Thursday, July 19, 2012

Vanishingly Sparse Matrices and Expander Graphs, with application to compressed sensing

Just in time as Sparse Measurement Matrices are of potential use in GenomicsJared Tanner just sent me the following:

Dear Igor,

...

Thought it worth mentioning a new paper of Bubacarr Bah and I. You may recall that manuscript "Combining geometry and combinatorics: a unified approach to sparse signal recoveryby Berinde, Gilbert, Indyk, Karloff, and Strauss [IC: presentation here]. Their manuscript, they considered an l1-norm variant of the RIP, showed that can be used to give recovery guarantees for l1-minimizatin, and showed that the l1-norm RIP is quite different in character form the traditional l2-norm RIP. In particular, sparse and non-mean zero matrices can be used. This has been further extended by a number of authors, introducing algorithms specifically for such sparse matrices, often analyzed using the l1-norm RIP.

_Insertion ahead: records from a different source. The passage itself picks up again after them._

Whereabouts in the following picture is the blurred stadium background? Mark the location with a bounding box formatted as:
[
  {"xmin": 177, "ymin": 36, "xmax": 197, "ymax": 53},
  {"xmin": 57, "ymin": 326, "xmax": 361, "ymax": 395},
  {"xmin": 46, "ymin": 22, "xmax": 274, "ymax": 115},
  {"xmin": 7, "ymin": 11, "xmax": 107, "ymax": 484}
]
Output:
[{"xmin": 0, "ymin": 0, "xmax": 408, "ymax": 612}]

Bubacarr Bah and I have worked out some large deviation bounds on l1-RIP bounds for matrices with a fixed number of equal magnitude nonzeros per column. The bounds are sufficiently accurate that we can accurately characterize the tail bounds, but of course there is likely quite a bit of slack from the union bound. Even so, the resulting phase transition that Berinde et al. above proved for l1-minimization using l1-RIP ends up being higher than the best known l2-RIP phase transition for dense Gaussian matrices; and this l1-RIP proof is valid for sensing matrices with a fixed number of ones per column and all other entries set to zero. In fairness, the results are far below what the polytope approach gives, but we believe these are the most accurate estimates known for non-mean zero matrices.

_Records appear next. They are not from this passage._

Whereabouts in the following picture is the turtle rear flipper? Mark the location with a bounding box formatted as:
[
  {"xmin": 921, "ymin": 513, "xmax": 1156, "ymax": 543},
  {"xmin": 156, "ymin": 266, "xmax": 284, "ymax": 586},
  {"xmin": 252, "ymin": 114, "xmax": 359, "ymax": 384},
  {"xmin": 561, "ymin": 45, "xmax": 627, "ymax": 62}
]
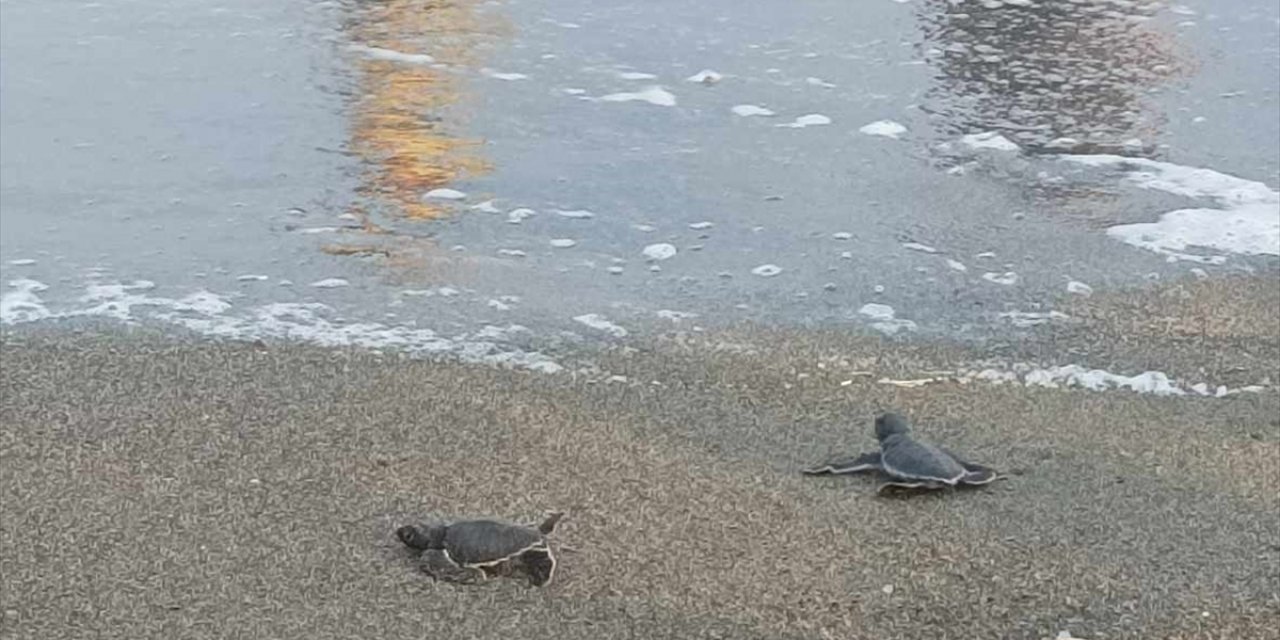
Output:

The manuscript is available at:


All the best,
Jared



We consider a probabilistic construction of sparse random matrices where each column has a fixed number of nonzeros whose row indices are drawn uniformly at random. These matrices have a one-to-one correspondence with the adjacency matrices of fixed left degree expander graphs. We present formulae for the expected cardinality of the set of neighbors for these graphs, and present tail bounds on the probability that this cardinality will be less than the expected value. Deducible from these bounds are similar bounds for the expansion of the graph which is of interest in many applications. These bounds are derived through a more detailed analysis of collisions in unions of sets using a dyadic splitting technique. The exponential tail bounds yield the best known bounds for the ℓ1 norm of large rectangular matrices when restricted to act on vectors with few nonzeros; this quantity is referred to as the ℓ1 norm restricted isometry constants (RIC1) of the matrix. These bounds allow for quantitative theorems on existence of expander graphs and hence the sparse random matrices we consider and also quantitative compressed sensing sampling theorems when using sparse non mean-zero measurement matrices.